Are you willing to know about the coupon and the yield in the finance sector? Then you are on the right path of searching. If you really need to know about the above-mentioned terms, then you should aware of the bond. The term usually is considered to be a loan in which the purchaser makes to the issuer. Certain governments, municipalities, as well as corporations, will issue bonds when they are in need of the capital. If you are eagerly waiting to know about both the terms, then keep on reading.

If an individual buys a government tie, then he or she will be lending the government money. Similarly for the corporations and municipalities. Like the loan, the bond also pays interest periodically and will be repaid the principal amount in the given period of time which is called maturity.
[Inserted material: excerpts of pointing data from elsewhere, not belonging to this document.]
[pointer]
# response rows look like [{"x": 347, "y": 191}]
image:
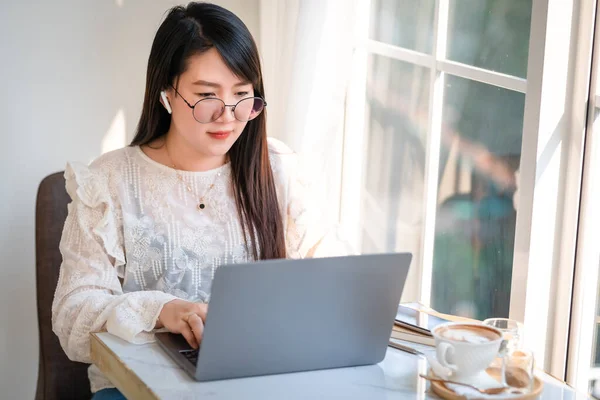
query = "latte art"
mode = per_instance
[{"x": 468, "y": 334}]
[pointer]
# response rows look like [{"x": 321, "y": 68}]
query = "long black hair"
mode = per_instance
[{"x": 191, "y": 30}]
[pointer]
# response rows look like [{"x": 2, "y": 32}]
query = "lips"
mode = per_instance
[{"x": 220, "y": 134}]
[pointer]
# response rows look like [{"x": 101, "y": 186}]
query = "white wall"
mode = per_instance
[{"x": 73, "y": 76}]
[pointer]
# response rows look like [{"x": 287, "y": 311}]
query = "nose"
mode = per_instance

Now let us gain some idea about the difference between coupon and yield in the upcoming section.

What is the term coupon refers to finance?

A coupon is normally denoting the annual interest of the loan. It is the amount that will be paid by the issuer to the holder. It is generally measured in terms of coupon rate. It is calculated by dividing it with the face value. The amount can be paid in two manners, one is semi-annually and the other is annual.

What is referred to as yield?

Yield is considered to be the total return rate which the investor will earn by owning a bond and then holding it until its maturity time. It is the long term offer and it will be expressed in terms of the annual rate. Now let us have all the distinct features of both the terms in the following points,

  • The coupon payment will be paid by the issuer to the holder until its maturity date. Whereas the yield defines the total return which is earned by the investor holding the amount until its maturity.
  • In the coupon method, the rate of interest will be paid off annually whereas, in the yield, it defines the rate of return which will generate annually.
  • The interest rate will influence the coupon rate. Yield compares the coupon rate to the market place.
  • The coupon amount will be the same until its maturity. In the yield, it is better to buy at a price cut which usually represents the large share of the purchase price.
  • The coupons are normally fixed. There will be no change in the price. But the yield and prices are in a reverse related manner.

Now all you are having a clear opinion about the difference between coupon and yield. With the help of this, you will be able to select which will be better for you and your future. The two terms are most commonly met while operating in links. Apart from the usage in the bonds, both the terms will have a different meaning from each other. Both can be calculated using different formulas.